Since the areas are proportional to the angles, the ratio of the angles is also $\theta_1 : \theta_2 : \theta_3 : \theta_4 = 1 : 2 : 3 : 4$.

The sum of the angles of the sectors in a circle is $360^\circ$.
So, $\theta_1 + \theta_2 + \theta_3 + \theta_4 = 360^\circ$.

The total proportion is $1 + 2 + 3 + 4 = 10$.
The angles can be found by dividing the total angle ($360^\circ$) according to the proportions:
$\theta_1 = \frac{1}{\text{Total Proportion}} \times 360^\circ = \frac{1}{10} \times 360^\circ = 36^\circ$.
$\theta_2 = \frac{2}{10} \times 360^\circ = \frac{1}{5} \times 360^\circ = 72^\circ$.
$\theta_3 = \frac{3}{10} \times 360^\circ = \frac{3}{10} \times 360^\circ = 108^\circ$.
$\theta_4 = \frac{4}{10} \times 360^\circ = \frac{2}{5} \times 360^\circ = 144^\circ$.

The four angles are $36^\circ, 72^\circ, 108^\circ, 144^\circ$.
Check the sum: $36 + 72 + 108 + 144 = 108 + 108 + 144 = 216 + 144 = 360^\circ$. The sum is correct.

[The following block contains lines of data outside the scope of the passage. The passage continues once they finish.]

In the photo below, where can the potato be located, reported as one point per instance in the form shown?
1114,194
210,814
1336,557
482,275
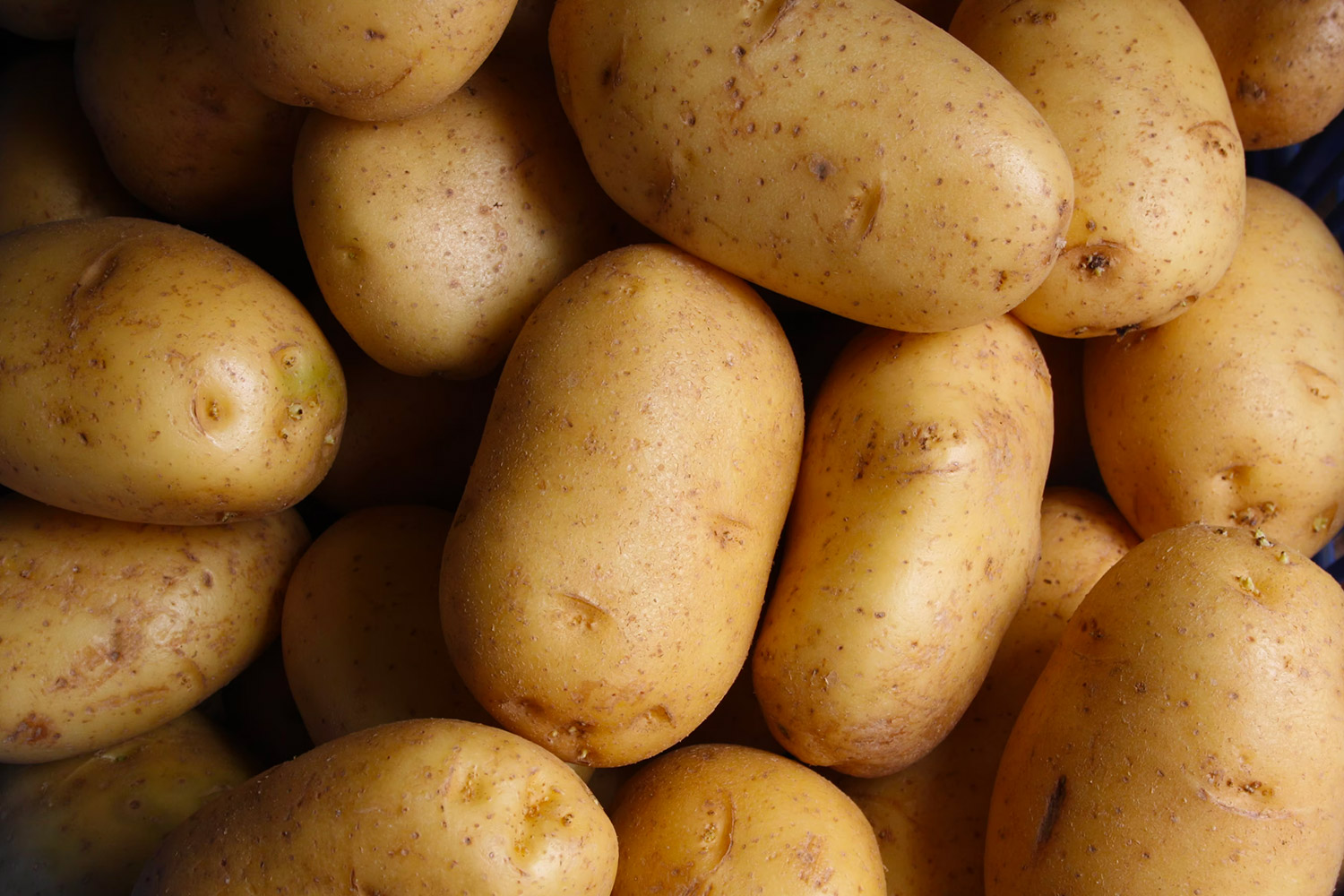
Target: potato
911,541
730,820
83,826
435,237
607,565
1133,93
1282,65
435,806
1187,732
152,375
1231,414
851,156
367,61
112,629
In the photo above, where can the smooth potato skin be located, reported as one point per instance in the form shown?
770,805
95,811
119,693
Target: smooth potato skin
607,562
1185,734
112,629
435,805
1231,414
152,375
911,540
851,156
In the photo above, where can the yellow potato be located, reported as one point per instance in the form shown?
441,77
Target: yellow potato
851,156
422,806
153,375
1185,735
1233,414
112,629
607,565
911,543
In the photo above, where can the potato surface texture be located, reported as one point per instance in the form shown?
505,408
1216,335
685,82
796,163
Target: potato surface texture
1187,732
152,375
112,629
607,565
421,806
1133,93
911,541
851,156
1233,413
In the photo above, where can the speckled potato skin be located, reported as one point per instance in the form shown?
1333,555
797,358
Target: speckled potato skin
851,156
607,562
367,59
152,375
1233,414
911,541
435,806
1133,94
112,629
731,820
85,826
1282,65
435,237
1187,732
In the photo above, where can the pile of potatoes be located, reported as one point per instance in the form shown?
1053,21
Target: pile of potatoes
612,447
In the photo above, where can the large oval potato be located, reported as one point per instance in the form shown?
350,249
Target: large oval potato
110,629
153,375
911,541
607,565
1185,735
852,156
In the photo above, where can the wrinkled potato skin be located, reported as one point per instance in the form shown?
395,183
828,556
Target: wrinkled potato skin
1282,65
607,562
435,806
914,532
112,629
1187,732
731,820
851,156
1233,413
153,375
85,826
1133,94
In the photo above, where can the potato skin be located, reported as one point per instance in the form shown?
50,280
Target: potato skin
1233,414
607,565
911,540
1185,734
112,629
153,375
851,156
435,805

The largest sector corresponds to the largest proportion, which is 4.
The angle of the largest sector is $\theta_4 = 144^\circ$.

– The area of a sector is directly proportional to its central angle.
– The sum of the central angles of sectors forming a complete circle is 360°.
– Proportional distribution can be calculated by dividing the total quantity by the sum of the ratios.

This concept is fundamental to understanding circle graphs (pie charts), where the size of each slice (sector) represents a proportion of the whole.